En búsqueda de la equidad de género en la zona rural

REDES

Los temas trabajados en los talleres fueron: construcción social de género, educación no sexista, educación sin violencia en el hogar, división sexual del trabajo y conociendo nuestro cuerpo, los cuales se implementaron con metodología popular participativa.

Según manifestaron los/as participantes, que en su mayoría son hombres y mujeres que nunca habían discutido estos temas y que tampoco saben leer y escribir, estos talleres les van a ayudar para lograr una mejor convivencia en sus hogares y en sus comunidades.

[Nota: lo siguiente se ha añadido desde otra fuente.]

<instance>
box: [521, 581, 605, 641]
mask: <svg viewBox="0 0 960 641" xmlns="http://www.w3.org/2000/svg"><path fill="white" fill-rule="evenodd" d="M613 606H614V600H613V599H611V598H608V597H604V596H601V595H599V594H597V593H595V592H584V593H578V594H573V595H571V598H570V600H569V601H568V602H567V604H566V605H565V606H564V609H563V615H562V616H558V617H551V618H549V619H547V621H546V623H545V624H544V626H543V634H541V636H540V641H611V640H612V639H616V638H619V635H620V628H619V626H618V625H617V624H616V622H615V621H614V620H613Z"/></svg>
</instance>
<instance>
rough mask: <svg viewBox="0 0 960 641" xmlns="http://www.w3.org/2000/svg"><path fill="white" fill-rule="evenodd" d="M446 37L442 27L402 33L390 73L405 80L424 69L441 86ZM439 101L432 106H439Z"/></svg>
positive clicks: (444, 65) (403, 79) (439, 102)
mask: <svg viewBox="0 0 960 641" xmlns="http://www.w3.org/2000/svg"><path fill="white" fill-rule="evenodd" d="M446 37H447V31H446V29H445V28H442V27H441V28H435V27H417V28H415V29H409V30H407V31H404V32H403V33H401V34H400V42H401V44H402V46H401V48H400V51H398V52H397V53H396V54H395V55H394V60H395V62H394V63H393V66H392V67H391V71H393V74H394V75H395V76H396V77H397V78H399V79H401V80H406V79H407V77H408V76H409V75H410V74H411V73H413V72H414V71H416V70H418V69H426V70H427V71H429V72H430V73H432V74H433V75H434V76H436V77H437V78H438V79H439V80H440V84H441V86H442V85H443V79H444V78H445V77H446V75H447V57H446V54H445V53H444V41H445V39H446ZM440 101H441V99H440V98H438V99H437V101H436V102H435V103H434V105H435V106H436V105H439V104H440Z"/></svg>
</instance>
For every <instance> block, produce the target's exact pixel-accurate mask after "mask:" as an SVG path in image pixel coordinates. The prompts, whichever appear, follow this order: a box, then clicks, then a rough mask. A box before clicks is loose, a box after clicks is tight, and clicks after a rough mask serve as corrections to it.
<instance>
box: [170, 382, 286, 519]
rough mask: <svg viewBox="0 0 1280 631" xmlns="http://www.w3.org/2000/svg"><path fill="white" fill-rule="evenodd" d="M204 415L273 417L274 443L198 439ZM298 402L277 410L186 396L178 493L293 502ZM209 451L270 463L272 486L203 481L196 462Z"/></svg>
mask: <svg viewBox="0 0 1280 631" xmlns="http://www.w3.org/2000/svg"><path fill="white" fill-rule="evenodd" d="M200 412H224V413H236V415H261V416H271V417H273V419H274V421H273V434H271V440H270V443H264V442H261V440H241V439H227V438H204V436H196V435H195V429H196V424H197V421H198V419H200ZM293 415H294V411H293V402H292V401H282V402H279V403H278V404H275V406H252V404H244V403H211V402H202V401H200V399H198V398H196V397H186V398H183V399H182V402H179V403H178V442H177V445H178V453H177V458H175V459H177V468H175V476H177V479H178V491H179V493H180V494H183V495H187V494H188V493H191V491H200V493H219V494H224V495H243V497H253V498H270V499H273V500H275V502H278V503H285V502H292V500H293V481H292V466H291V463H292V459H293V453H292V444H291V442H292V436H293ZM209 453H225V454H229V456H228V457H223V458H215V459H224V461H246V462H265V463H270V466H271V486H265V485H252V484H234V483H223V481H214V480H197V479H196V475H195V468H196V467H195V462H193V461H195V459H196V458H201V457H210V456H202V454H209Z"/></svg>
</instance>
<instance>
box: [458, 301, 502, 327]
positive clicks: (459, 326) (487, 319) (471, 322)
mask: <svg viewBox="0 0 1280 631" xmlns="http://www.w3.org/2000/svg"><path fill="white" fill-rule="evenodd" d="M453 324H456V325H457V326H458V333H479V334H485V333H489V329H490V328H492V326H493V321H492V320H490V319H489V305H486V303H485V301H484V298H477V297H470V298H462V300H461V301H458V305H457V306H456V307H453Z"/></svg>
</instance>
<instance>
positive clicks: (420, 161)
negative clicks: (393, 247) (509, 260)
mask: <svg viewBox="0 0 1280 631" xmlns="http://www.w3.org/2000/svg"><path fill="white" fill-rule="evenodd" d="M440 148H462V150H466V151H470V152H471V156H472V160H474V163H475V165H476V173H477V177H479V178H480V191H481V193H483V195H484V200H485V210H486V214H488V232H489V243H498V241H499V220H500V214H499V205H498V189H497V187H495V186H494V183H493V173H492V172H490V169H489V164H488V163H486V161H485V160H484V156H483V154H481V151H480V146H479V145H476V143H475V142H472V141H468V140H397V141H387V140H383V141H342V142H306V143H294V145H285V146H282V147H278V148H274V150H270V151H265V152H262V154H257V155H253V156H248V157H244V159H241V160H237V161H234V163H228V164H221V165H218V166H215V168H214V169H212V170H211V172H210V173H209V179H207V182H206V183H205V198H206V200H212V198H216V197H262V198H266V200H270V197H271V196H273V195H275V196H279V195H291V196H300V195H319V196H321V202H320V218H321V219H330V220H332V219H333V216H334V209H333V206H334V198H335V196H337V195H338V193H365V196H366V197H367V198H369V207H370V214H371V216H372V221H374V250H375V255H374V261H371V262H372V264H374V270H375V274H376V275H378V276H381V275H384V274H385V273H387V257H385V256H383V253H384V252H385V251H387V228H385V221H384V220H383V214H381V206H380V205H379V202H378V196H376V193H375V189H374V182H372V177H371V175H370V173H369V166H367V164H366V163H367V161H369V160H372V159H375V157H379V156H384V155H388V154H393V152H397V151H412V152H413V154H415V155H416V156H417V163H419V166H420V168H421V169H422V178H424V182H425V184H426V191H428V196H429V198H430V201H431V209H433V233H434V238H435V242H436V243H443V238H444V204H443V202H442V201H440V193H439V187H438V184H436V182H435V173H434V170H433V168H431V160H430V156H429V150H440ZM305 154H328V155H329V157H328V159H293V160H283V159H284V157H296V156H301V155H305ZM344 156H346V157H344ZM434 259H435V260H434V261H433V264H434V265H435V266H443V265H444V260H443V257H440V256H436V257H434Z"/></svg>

Pudimos escuchar expresiones como las siguientes: “porque, uno comete errores porque no sabe”, “pensamos que hacemos lo correcto, porque así nos educaron nuestros padres”, “yo pensaba que los oficios de la casa eran fáciles y que las mujeres no se cansan mucho” o ”pensaba que llamar hembritas a las niñas o hembras a las mujeres era lo correcto”.

Después de desarrollar el tema sobre construcción social de género, de forma participativa y reflexiva, las y los participantes expresaron que “los hombres y las mujeres deben ayudarse” y que según lo que han aprendido “no debería de haber trabajo de mujeres y trabajo de hombres”. Un participante manifestó que es difícil cambiar todo lo que se ha aprendido a lo largo de sus vidas, de un día para otro, pero que vale la pena hacer el esfuerzo de cambiar poco a poco y sobre todo esforzarse por educar mejor a sus hijos e hijas.

Similares opiniones se expresaron después de las jornadas sobre educación no sexista, división sexual del trabajo y conociendo nuestro cuerpo. Reconocieron que se “deben respetar los derechos a sus hijos y a sus hijas por igual”. Una de las participantes compartió su experiencia personal de que a ella no la mandaron a la escuela porque su familia era numerosa y ella tenia que ayudar a su madre en los quehaceres de la casa y que además la escuela les quedaba retirada de su hogar. Por eso es que no aprendió a leer ni a escribir.

Así también reconocieron que “no debemos apenarnos de las partes de nuestro cuerpo”, por ejemplo para la mayoría de ellos y ellas es muy difícil nombrar correctamente los nombres de sus órganos reproductivos, sin que se avergüencen. Pero hicieron el esfuerzo entre momentos de risas y momentos muy serios, y trabajaron con una dinámica que les permitió reconocer las diferencias físicas y biológicas de mujeres y hombres y asimilarlo como algo natural.

En las as ultimas jornadas se trabajo el tema de convivencia y educación sin violencia en el hogar y al preguntarles qué factores podían generar violencia en sus hogares manifestaron que el alcohol, “porque cuando uno se emborracha no sabe lo que hace ni lo que dice” y aunque manifiestan que ellos no les pegan a sus esposas o compañeras, mas de alguna ves les han hablado fuerte o gritado. En el transcurso de las jornadas se compartieron las diferentes manifestaciones y formas de ejercer violencia.

Al final del abordaje de estas temáticas nuevamente se reafirmó que hombres y mujeres debemos gozar por igual, de los mismos deberes y derechos; que no tienen porque gritar, insultar o maltratar física o psicológicamente a sus familias; comprometiéndose a poner en practica los conocimientos aprendidos en todas las jornadas, tanto en sus hogares como en la comunidad, y que seria de mucho beneficio para sus familias y comunidad continuar recibiendo este tipo de capacitaciones.

Todas estas acciones están enmarcadas en dos proyectos de construcción de vivienda digna para familias viviendo en condiciones de pobreza en los municipios de San Simón y Gualococti (Morazán), apoyados por la Generalitat Valenciana y la Junta de Castilla La Mancha, a través de Terrapacifico ONGD.